In two follow-up studies we investigated alternative explanations for the results found in Experiment 1. In Experiment 2, we tested whether other properties of the distributions (the steepness of the distributions) affected learners’ generalization patterns and the impact of the tail of the distribution by including a uniform target distribution. Finally, in Experiment 3 we directly compared generalization from training data generated from a single distribution, either skewed, normal, or uniform, that did not require the inclusion of a second category.

Experiment 1

Method

Participants

We used G*Power²⁴ to calculate the required sample size to detect a small effect size (f = 0.15) for the within-subject effect of type of input distribution, considering 2 between-subject groups (given counterbalancing conditions, see details below) and 3 levels of within-subject measurement, with $α = 0.05$ . The sample size required to achieve 75% power was 66 participants (assuming a correlation among repeated measures of 0.5 and a nonsphericity correction of 1). Because of the limited previous research to provide a precise estimate of expected effect size, we decided to collect data from more than the minimum number of participants described above, approximately 80 participants to accommodate for potential dropout. We did not analyze the data before completing data collection with the target sample size.

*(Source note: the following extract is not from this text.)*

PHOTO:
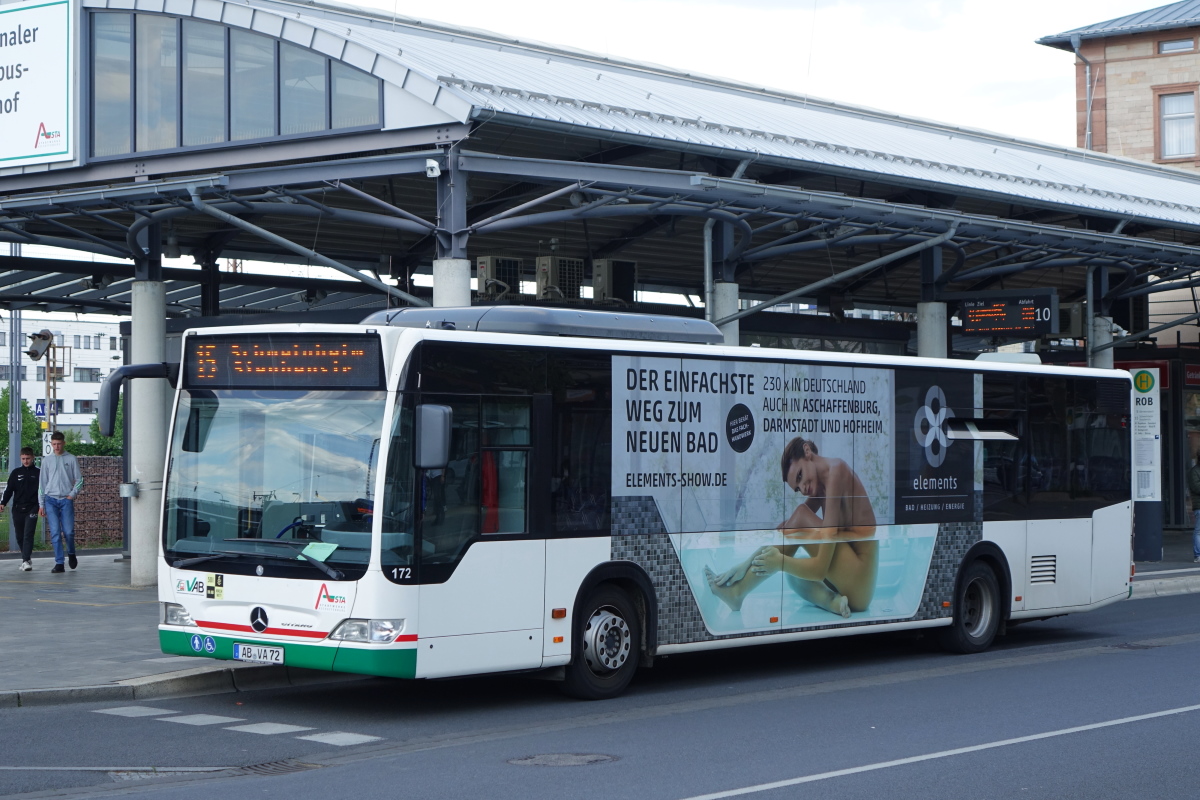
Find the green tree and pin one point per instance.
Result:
(30, 426)
(102, 445)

84 volunteer undergraduate students at Indiana University (48 females, mean age: 19) participated in this study in return for course credit. However, due to technical problems, 3 participants did not finish the experiment and were excluded from the analyses. 81 participants completed all conditions. Data from one participant was excluded from analyses due to not following instructions (responding with the same key to all test trials). Recruitment and experimental procedures were approved by Indiana University’s Institutional Review Board and all experiments were performed in accordance with relevant guidelines and regulations. All participants gave informed consent prior to participation.

Design and procedure

The stimuli were sets of novel-looking flowers, each containing 21 flowers; there were 3 different sets, all with the same properties but different visual appearance. Objects in each set varied along a continuum in one perceptual feature (shape of the disk, the color of petals, the length of the stem). Take Fig. 1A as an example, the flower on the left extreme has a diamond-shaped disk whereas the flower on the right extreme has a circle-shaped disk. The training items were the 5 most extreme items on each side (e.g., items 1–5 with a more diamond-like shape and items 17–21 with a more circle-like shape).

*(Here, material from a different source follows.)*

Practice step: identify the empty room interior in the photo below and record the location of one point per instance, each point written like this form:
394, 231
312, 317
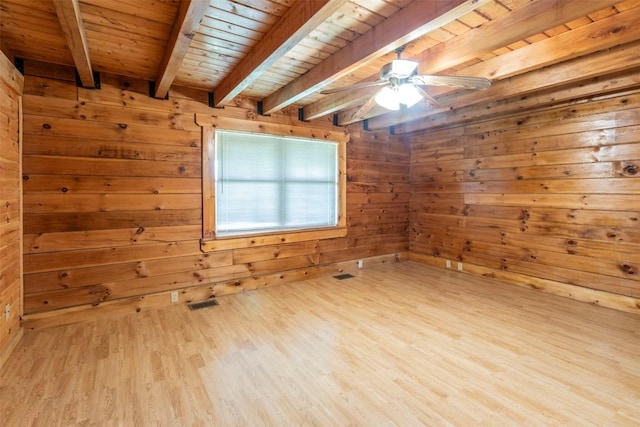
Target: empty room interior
319, 212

There were two training categories, one with a uniform distribution and the other with a unimodal distribution (Fig. 1B). There were 3 unimodal distribution conditions, a right-skewed distribution with a peak at the exterior of the continuum, a normal distribution with a peak in the middle, and a left-skewed distribution with a peak in the interior of the continuum. We included two skewed distributions because, although our prediction pertains only to the distinction between whether the most frequent item is maximally similar to all studied items (normal distribution) or an extreme exemplar (skewed distribution), it is possible that the similarity of that item to a different category has an impact as well. For example, it is possible that seeing more frequently an item that is maximally dissimilar to the other category (right skewed distribution), creates a strong anchoring effect thus increasing category broadness, e.g.^25,26. Similarly, it is also possible that when the most frequent item is more similar to the other category it broadens the representation of the target category because it is more similar to items in the other category.

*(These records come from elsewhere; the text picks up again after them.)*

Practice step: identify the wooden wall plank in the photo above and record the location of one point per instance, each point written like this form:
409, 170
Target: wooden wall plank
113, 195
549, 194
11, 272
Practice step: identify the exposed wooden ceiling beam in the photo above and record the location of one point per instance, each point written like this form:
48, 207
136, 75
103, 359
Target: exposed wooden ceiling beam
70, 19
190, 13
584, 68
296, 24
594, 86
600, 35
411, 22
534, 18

For each set, which side (items 1–5 or 17–21) was the uniform or unimodal distribution was counterbalanced across participants. The members in each category occurred 60 times in total. Members in the uniform distribution each occurred 12 times. One member in each of the skewed distributions occurred 40 times while the other members occurred 5 times each.

In each training trial, participants saw one of the training flowers on the computer screen and had to guess whether it belonged to category A or B. After they selected one of the categories, they saw a feedback sentence “The correct answer is ___.” After going through the training phase, participants were tested in 21 trials, each containing one of the flowers in the continuum. In each test trial, participants were asked to select which category the flower belonged to. However, unlike the training phase, no feedback was provided in the test phase.

Results and discussion

The main question of interest is whether category representation is affected by the category distribution. Specifically, we asked whether a skewed input distribution, as opposed to a normal distribution of items, during study influenced how broadly participants extended the learned category to new items. To do so, we started by transforming the participants’ responses during the test phase so that the category learned with a uniform distribution was always on the right and the one with the unimodal distribution was on the left, and such that responses on the left side corresponded to category A and on the right to category B (Fig. 2). Therefore, the right-skewed distribution had the peak on the most extreme left side of the continuum whereas the left-skewed distribution had the peak closer to the center of the continuum (and thus closer to the other training category). This step was important so that participants and conditions could be directly compared.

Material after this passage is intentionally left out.